Não sabemos ao certo a origem dessa frase, mas com certeza, ela pode ter uma explicação física. Ocorre que a noite, quando a luminosidade é pouca, o olho humano é mais sensível à região azul do espectro da luz, menos sensível ao amarelo e menos ainda ao vermelho. Além disso, com baixa luminosidade, as células responsáveis pela visão colorida, os cones, são muito menos sensíveis do que os bastonetes que distinguem apenas as diferentes intensidades de brilho e, portanto, correspondem à uma visão em preto e branco. Assim, de modo geral, todas as coisas ao nosso redor adquirem uma tonalidade cinza (ou parda) quando a luminosidade do ambiente é fraca.
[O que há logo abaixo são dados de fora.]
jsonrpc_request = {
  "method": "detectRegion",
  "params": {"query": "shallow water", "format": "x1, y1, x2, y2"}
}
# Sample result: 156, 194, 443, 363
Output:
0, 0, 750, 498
4870 – Sol – Matança Ultravioleta


Ninguém sabe por quê, mas algumas espécies de anfíbios parecem em acelerada marcha para a extinção. Uma nova sugestão é que os animais estão sendo mortos por raios ultravioleta do Sol. Essa radiação estaria se tornando mais intensa, nos últimos anos, devido à destruição da protetora camada de ozônio na alta atmosfera. “A procriação dos anfíbios está severamente ameaçada, pois seus ovos não suportam a superexposição à radiação”, dizem biólogos da Universidade do Estado do Oregon, perto de Portland, nos Estados Unidos. Os mais afetados seriam o sapo Bufo boreas, a rã Rana cascadae e a perereca Hyla regilla. Os cientistas dizem que, normalmente, uma enzima chamada fotoliase repara qualquer dano causado ao DNA dos embriões de anfíbios. Isso não ocorre sob altas doses de radiação.

4123 – Raios UV


Como os tripulantes das naves espaciais se protegem da radiação ultravioleta,já que eles voam a uma altura de mais de 400 quilômetros, muito acima da camada de ozônio?
A radiação ultravioleta é muito menos penetrante que outras radiações existentes no espaço. Não consegue atravessar nem o casco, nem as janelas da nave, feitas com material transparente à luz do sol, mas opaco ao ultravioleta, explica um engenheiro elétrico, do Instituto Nacional de Pesquisas Espaciais (INPE), de São José dos Campos, São Paulo. Fora da nave, as vestimentas também se constituem em barreira eficiente e as viseiras oferecem proteção semelhante à das janelas dos veículos espaciais.